I don't know of anything more wonderful than an automobile ride through one of the fruit valleys in the Mission country. In one day's travel—or, at most, two—you can get a taste of all the things that make this farthermost corner of the United States at once so diversified and so individual—sky-piercing mountain and mirage-painted desert; seashore and upland; ranch lands, farm lands and fruit lands; city and town; traces of our oldest civilization and stretches of our newest; wilderness and jungle and landscape garden; the pines of the snows, the familiar growths of the temperate zone, the palms of the tropics; and finally—which is California's own—the Big Trees. All day you may ride and never once will your eye rest upon a picture that is commonplace or trumpery.

Going either North or South, your road lies between mountains. To the eastward, shutting out the deserts from this domain of everlasting summer, are the Sierras—great saw-edged old he-mountains, masculine as bulls or bucks, all rugged and wrinkled, bearded with firs and pines upon their jowls, but bald-headed and hoar with age atop like the Prophets of old. But the mountains of the Coast Range, to the westward, are full-bosomed and maternal, mothering the valleys up to them; and their round-uddered, fecund slopes are covered with softest green. Only when you come closer to them you see that the garments on their breasts are not silky-smooth as they looked at a distance, but shirred and gored, gathered and smocked. I suppose even a lady mountain never gets too old to follow the fashions!

Now you pass an orchard big enough to make a hundred of your average Eastern orchards; and if it be of apples or plums or cherries, and the time be springtime, it is all one vast white bridal bouquet; but if it be of almonds or peaches the whole land, maybe for miles on end, blazes with a pink flame that is the pinkest pink in the world—pinker than the heart of a ripe watermelon; pinker than the inside of a blond cow.

Here is a meadowland of purest, deepest green; and flung across it, like a streak of sunshine playing hooky from Heaven, is a slash of wild yellow poppies.

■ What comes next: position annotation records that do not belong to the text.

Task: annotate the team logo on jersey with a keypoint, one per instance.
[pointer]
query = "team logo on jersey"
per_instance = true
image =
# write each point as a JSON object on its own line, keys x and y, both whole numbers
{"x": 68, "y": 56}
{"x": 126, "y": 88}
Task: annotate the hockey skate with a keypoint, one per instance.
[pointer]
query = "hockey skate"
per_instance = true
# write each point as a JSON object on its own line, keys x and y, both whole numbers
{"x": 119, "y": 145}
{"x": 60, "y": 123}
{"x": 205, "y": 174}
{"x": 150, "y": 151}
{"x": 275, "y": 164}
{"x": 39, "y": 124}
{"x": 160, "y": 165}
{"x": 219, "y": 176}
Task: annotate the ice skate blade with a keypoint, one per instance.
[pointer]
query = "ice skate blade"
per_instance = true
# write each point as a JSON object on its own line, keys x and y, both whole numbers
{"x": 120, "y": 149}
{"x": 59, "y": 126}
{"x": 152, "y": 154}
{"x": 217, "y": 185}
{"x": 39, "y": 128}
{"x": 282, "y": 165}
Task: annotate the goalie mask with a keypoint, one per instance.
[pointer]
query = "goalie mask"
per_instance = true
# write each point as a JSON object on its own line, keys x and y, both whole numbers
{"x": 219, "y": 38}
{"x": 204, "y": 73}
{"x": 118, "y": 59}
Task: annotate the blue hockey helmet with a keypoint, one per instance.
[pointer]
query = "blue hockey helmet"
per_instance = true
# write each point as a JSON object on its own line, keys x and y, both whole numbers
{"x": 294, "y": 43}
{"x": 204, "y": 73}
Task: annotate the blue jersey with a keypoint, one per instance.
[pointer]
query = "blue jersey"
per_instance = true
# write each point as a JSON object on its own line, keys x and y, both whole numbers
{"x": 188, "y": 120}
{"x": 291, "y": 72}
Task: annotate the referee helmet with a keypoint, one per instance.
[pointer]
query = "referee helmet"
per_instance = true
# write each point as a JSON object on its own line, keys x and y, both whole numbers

There, upon a hillside, stands a clump of gnarly, dwarfed olives, making you think of Bible times and the Old Testament. Or else it is a great range, where cattle by thousands feed upon the slopes. Or a crested ridge, upon which the gum trees stand up in long aisles, sorrowful and majestic as the funereal groves of the ancient Greeks—that is, provided it was the ancient Greeks who had the funereal groves.

Or, best of all and most striking in its contrasts, you will see a hill all green, with a nap on it like a family album; and right on the top of it an old, crumbly gray mission, its cross gleaming against the skyline; and, down below, a modern town, with red roofs and hipped windows, its houses buried to their eaves in palms and giant rose bushes, and huge climbing geraniums, and all manner of green tropical growths that are Nature's own Christmas trees, with the red-and-yellow dingle-dangles growing upon them. Or perhaps it is a gorge choked with the enormous redwoods, each individual tree with a trunk like the Washington Monument. And, if you are only as lucky as we were, up overhead, across the blue sky, will be drifting a hundred fleecy clouds, one behind the other, like woolly white sheep grazing upon the meadows of the firmament.

Everywhere the colors are splashed on with a barbaric, almost a theatrical, touch. It's a regular backdrop of a country; its scenery looks as though it belonged on a stage—as though it should be painted on a curtain. You almost expect to see a chorus of comic-opera brigands or a bevy of stage milkmaids come trooping out of the wings any minute. Who was the libelous wretch who said that the flowers of California had no perfume and the birds there had no song? Where we passed through tangled woods the odors distilled from the wild flowers by the sun's warmth were often almost suffocating in their sweetness; and in a yellow-tufted bush on the lawn at Coronado I came upon a mocking-bird singing in a way to make his brother minstrel of Mobile or Savannah feel like applying for admission to a school of expression and learning the singing business all over again.